Need to check titles of 100K+ Pages

Discussion in 'PHP' started by Stu--, Jun 6, 2009.

  1. #1
    I need to add a table to one of my pages that Shows "Articles related to *keyword*"

    It will take one keyword and then check my list of articles for articles that have the keyword in the title.

    One problem, there are over 100,000 article pages. The check needs to be pretty much instant to stop the page slowing down.

    I previously used filexists() but that only checks for articles that match the keyword perfectly. I need to check for articles that contain the keyword.

    Most functions will check through the entire list of 100,000 articles and be too slow.

    Any suggestions?
     
    Stu--, Jun 6, 2009 IP
  2. hip_hop_x

    hip_hop_x Active Member

    Messages:
    522
    Likes Received:
    5
    Best Answers:
    0
    Trophy Points:
    90
    #2
    do you have a mysql database for the articles? And the titles are stored into the database?
     
    hip_hop_x, Jun 6, 2009 IP
  3. Stu--

    Stu-- Active Member

    Messages:
    355
    Likes Received:
    3
    Best Answers:
    0
    Trophy Points:
    53
    #3
    Yes, sorry I forgot to mention that.
     
    Stu--, Jun 6, 2009 IP
  4. hip_hop_x

    hip_hop_x Active Member

    Messages:
    522
    Likes Received:
    5
    Best Answers:
    0
    Trophy Points:
    90
    #4
    Then it's simple
    
    $keyword=mysql_real_escape_string("the keyword"); //for security i added mysql_real_escape_string
    
    $query=mysql_query("SELECT article_link, article_title FROM table WHERE article_title LIKE '%$keyword%'");
    echo "<table>";
    while($row=mysql_fetch_array($query)){
    
    echo "<tr><td><a href='".$row['article_link'].">".$row['article_title']."</a></td><td>etc.. other data</td></tr>";
    
    }
    echo "</table>";
    
    Code (markup):
     
    hip_hop_x, Jun 6, 2009 IP
  5. Stu--

    Stu-- Active Member

    Messages:
    355
    Likes Received:
    3
    Best Answers:
    0
    Trophy Points:
    53
    #5
    Thanks!

    But will this not be really slow? The site is extremely popular (5000 in alexa) and accessing the database on every page load is really not desirable.

    I was thinking of some kind of cron job, but I'm not really sure how this would work as I would still have the problem of having a really large file list that I would need to access.
     
    Stu--, Jun 6, 2009 IP
  6. Social.Network

    Social.Network Member

    Messages:
    517
    Likes Received:
    15
    Best Answers:
    0
    Trophy Points:
    35
    #6
    Using the LIKE condition is slow; combined with a roundtrip on every page, it may not meet your non-functional performance requirements.

    I have used a couple of approaches; one is keeping the "keyword" and association to related documents in the database.
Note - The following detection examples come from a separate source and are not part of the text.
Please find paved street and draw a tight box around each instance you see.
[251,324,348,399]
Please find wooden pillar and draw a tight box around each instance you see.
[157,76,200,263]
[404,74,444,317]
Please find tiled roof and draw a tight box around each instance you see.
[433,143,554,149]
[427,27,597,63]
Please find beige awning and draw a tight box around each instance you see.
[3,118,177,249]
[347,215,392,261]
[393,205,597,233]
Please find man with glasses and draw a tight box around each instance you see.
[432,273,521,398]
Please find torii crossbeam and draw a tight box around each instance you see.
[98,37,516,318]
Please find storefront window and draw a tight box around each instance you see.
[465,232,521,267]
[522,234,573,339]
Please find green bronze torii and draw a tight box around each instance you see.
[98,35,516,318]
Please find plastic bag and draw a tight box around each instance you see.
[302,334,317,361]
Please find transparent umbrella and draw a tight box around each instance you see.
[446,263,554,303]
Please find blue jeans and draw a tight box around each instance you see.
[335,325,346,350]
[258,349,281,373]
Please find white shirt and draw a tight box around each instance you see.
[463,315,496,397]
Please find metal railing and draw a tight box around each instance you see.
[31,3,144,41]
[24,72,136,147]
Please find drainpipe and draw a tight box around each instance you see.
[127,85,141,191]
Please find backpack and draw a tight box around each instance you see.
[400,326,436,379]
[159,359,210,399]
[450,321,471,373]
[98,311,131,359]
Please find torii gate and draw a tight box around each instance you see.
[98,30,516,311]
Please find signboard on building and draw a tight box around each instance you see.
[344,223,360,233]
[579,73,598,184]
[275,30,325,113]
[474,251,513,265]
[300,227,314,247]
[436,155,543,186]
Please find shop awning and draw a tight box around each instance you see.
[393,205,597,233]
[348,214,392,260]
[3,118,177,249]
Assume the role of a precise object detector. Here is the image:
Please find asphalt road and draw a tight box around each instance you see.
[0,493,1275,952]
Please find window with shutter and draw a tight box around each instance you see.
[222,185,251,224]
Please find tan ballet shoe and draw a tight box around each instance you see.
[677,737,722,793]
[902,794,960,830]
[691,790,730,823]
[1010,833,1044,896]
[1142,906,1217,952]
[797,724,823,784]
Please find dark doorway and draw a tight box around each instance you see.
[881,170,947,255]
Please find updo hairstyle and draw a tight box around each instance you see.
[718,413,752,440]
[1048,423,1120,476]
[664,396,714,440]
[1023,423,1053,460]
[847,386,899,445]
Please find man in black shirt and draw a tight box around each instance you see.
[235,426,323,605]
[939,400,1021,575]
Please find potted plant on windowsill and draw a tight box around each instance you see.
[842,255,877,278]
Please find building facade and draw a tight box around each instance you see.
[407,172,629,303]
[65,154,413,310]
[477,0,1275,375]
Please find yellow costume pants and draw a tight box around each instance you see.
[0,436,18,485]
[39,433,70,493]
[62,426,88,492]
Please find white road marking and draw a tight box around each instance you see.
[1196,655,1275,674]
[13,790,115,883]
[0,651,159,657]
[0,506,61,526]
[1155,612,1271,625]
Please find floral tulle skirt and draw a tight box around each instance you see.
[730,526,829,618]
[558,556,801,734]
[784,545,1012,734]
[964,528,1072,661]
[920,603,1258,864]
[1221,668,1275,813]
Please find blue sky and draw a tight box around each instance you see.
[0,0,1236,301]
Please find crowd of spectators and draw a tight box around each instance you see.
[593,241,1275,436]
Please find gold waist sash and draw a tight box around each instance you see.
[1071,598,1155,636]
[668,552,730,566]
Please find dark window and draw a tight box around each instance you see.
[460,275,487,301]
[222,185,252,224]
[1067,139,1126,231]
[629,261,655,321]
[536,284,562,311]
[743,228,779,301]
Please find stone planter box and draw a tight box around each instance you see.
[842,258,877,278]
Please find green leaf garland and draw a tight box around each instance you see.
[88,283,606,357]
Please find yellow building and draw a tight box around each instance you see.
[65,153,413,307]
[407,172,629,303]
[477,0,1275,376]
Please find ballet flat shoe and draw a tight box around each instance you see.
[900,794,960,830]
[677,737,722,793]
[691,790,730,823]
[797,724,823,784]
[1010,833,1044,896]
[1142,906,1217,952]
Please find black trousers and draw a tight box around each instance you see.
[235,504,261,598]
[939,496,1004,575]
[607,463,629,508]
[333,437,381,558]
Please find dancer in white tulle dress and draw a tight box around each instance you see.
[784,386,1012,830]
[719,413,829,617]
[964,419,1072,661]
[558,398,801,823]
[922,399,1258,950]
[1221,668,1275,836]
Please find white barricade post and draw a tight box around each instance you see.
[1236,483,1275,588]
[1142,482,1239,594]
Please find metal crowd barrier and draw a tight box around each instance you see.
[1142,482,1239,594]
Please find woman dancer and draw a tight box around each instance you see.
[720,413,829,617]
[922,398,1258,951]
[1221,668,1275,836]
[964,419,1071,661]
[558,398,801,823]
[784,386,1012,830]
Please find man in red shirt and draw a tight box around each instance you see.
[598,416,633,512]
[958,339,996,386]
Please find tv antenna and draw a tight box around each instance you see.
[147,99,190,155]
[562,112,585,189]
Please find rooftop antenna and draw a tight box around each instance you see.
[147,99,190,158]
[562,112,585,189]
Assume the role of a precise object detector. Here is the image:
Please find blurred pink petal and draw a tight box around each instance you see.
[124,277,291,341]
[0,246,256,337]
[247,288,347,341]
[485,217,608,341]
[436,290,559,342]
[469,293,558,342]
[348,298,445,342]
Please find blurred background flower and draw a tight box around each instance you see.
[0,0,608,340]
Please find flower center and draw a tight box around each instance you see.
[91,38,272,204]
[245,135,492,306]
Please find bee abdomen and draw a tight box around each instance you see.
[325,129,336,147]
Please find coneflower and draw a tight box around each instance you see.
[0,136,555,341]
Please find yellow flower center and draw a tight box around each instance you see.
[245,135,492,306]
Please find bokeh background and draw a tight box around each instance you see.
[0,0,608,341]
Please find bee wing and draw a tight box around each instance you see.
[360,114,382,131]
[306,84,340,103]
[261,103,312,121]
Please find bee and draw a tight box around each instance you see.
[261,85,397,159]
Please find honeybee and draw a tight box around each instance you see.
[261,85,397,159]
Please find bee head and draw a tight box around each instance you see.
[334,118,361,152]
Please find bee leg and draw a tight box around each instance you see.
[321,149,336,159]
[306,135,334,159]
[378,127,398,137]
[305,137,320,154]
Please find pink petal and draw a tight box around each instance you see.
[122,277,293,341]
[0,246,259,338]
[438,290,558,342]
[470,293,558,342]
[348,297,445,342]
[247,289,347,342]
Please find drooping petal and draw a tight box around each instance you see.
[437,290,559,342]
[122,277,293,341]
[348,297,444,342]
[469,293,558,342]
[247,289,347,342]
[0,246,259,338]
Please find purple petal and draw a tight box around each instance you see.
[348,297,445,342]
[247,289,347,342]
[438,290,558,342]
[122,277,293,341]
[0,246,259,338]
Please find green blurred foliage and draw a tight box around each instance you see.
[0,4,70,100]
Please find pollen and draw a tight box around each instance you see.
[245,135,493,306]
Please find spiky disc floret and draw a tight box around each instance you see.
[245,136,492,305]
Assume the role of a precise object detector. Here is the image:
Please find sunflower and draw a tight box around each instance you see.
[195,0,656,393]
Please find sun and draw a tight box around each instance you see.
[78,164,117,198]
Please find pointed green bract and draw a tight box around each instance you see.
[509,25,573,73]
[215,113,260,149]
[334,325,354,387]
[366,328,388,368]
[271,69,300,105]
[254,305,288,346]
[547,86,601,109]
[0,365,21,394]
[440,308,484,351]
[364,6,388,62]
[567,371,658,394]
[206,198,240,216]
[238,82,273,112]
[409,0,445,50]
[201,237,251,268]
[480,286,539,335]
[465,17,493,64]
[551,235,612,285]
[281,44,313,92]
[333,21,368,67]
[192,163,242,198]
This eliminates the need to use the LIKE condition. Also, if you choose to use the LIKE condition and check on each page load then I would suggest you implement a caching strategy.

    For example, hit the database once and then cache the results using the "keyword" as the key to results. You can use various methods to manage the cache such as time-based expiration, database or file dependency, etc.

    Lastly, you can continue using the file-based approach, but use the cron job to create the related article files. I/O operations are faster than database operations.
     
    Social.Network, Jun 6, 2009 IP